Continuing with some random thoughts on CAM algorithms, here's a diagram I drew in response to a question on offset ellipses posed by Julian Todd.
(click image for high-resolution version)
The task is to find an offset ellipse to a given ellipse (magenta). The offset ellipse (blue) should lie a distance T, measured along the normal to the ellipse (I've drawn one normal of length T in green), from the original ellipse. Drawing the offset ellipse is simple, but it's a bit harder to find a point on the offset for a given x-coordinate x=k. I've marked this point with a circle, and its coordinates are (k, E(k)), so E(k) is a function that returns the sought y-coordinate.
I took Julian's advice of using a numerical method with respect to the geometry (not neccessarily cartesian coordinates), and parametrized the ellipse as a function of an angle t. So points along the ellipse lie at:
ex=a*cos(t)
ey=b*sin(t)
Where a and b are the major and minor axes of the ellipse, and t is an angle between 0 and 2pi. At every point there's a normal vector
nx = b*cos(t)
ny = a*sin(t)
To find points on the sought offset ellipse, we need to scale this normal so it's length is T. Each normal has a length
l=sqrt(nx^2 + ny^2)
So the sought normal vector is
nx_T = (nx/l)*T
ny_T = (ny/l)*T
or more explicitly
nx_T = ( b*cos(t) / sqrt((b*cos(t) )^2 + (a*sin(t))^2) ) * T
ny_T = ( a*sin(t) / sqrt((b*cos(t) )^2 + (a*sin(t))^2) ) * T
Now, points on the offset ellipse lie at
oe_x = ex + nx_T
oe_y = ey + ny_T
and we need to find the particular t angle which results in a point (oe_x, oe_y) for which oe_x = k holds. Inserting the above expressions, this happens when:
(a+T*b/sqrt( ( b*cost(t) )^2 + ( a*sin(t) )^2 ))*cos(t) -k = 0
I haven't looked for an analytic solution to this equation, but plotting it for a few test cases seems to indicate that it's fairly 'benign', and Matlab's fzero function finds a solution very quickly. If we call the solution to this equation tk, the sought point on the offset ellipse is
E(k) = oe_y(tk)
Here are two Matlab scripts I used to plot this figure: ellipsetest.m is the main program, and oe.m is used when solving the equation.

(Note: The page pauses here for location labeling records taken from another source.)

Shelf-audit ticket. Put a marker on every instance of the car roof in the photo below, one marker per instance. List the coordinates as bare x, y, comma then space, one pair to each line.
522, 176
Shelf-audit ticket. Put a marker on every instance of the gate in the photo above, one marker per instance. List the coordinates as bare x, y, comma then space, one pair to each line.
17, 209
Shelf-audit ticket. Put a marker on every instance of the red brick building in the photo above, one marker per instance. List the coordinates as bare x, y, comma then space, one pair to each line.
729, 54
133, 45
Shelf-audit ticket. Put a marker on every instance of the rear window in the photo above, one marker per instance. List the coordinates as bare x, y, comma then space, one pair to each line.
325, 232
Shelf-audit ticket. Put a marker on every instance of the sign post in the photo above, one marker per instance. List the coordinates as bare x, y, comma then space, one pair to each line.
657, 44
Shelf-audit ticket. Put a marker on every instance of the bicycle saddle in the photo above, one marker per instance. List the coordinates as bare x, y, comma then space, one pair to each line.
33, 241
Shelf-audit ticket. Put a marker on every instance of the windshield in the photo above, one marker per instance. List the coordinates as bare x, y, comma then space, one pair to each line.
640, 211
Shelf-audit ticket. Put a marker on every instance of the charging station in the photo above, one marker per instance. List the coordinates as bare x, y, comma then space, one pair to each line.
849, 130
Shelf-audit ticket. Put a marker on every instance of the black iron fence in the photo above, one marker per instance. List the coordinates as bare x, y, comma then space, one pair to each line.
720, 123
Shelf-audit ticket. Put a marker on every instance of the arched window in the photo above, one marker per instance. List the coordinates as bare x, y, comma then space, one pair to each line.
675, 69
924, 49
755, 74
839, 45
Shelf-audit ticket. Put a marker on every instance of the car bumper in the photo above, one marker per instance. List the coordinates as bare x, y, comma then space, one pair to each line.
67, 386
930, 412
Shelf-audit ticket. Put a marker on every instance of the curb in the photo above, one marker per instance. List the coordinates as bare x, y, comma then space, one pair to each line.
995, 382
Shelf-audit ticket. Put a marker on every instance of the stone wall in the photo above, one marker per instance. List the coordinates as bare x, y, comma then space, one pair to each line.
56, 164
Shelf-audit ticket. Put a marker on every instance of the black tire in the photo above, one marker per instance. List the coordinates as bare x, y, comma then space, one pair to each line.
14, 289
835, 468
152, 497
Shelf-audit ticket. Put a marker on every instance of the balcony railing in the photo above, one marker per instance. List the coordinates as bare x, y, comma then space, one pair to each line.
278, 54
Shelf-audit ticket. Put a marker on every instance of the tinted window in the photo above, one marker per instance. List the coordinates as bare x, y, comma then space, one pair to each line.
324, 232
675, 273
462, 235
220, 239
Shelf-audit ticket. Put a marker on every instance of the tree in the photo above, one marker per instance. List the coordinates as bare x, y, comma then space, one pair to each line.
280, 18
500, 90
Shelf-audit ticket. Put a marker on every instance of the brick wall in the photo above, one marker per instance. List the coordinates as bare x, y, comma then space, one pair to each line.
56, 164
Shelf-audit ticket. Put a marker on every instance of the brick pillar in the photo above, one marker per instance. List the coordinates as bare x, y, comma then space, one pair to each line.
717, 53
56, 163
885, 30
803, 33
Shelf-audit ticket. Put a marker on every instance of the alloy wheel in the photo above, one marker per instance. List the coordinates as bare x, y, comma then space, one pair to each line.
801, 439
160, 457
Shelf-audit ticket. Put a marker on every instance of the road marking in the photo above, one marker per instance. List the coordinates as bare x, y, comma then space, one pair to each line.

I'll be publishing a C++ version of my solution in the next few weeks once I get everything else to do with the cutter location working.
The main thing is to avoid using sin and cos, which are slow functions, because you can do everything using nothing more complex than the sqrt.
To Julian:
The reason trig functions are slow is because calculator/processors use very long power series to generate them. You can use much shorter power series to get .0001 resolution, and the calc time should be proportionately faster--if speed is even an issue at all, these days.
Spreadsheets generate 15 decimal places for sin/cos, iirc, and they seem pretty fast to me!
To the main article:
Can't you generate "concentric ellipses" by simply adjusting a, b, and c in x2/a2 + y2/b2 = c??
--
Mr. PV
Mr PV, I think the idea is that you want the point that is a distance d along the normal from the original ellipse. your concentric ellipse certainly contains that point, but it doesn't help to identify the particular point that is along the normal from the original point.
But the question remains whether the offset of an ellipse is an ellipse? The solution you present gives a point normal to the given ellipse at a given distance, but if these points were to lie on an ellipse, it can only be an ellipse with axes a' = a + T and b' = b + T, such that
oe_x=(a+T)*cos(t')
oe_y=(b+T)*sin(t')
This can easily be checked for t = 0, PI/2, ... It's a bit harder to check it for any angle t (analytically thus). I did try it for a random t value, and it didn't seem the case, though I may have made some mistake.
I believe the only types of curves that are simple to offset, since their offset is the same type as the curve, are line segments and arc segments.
anything more complex (like an ellipse, a bezier curve etc.) will have an offset that cannot generally be described with the same kind of equation as the original curve.
An offset ellipse (also known as an Elliptic Parallel) is absolutely NOT an ellipse.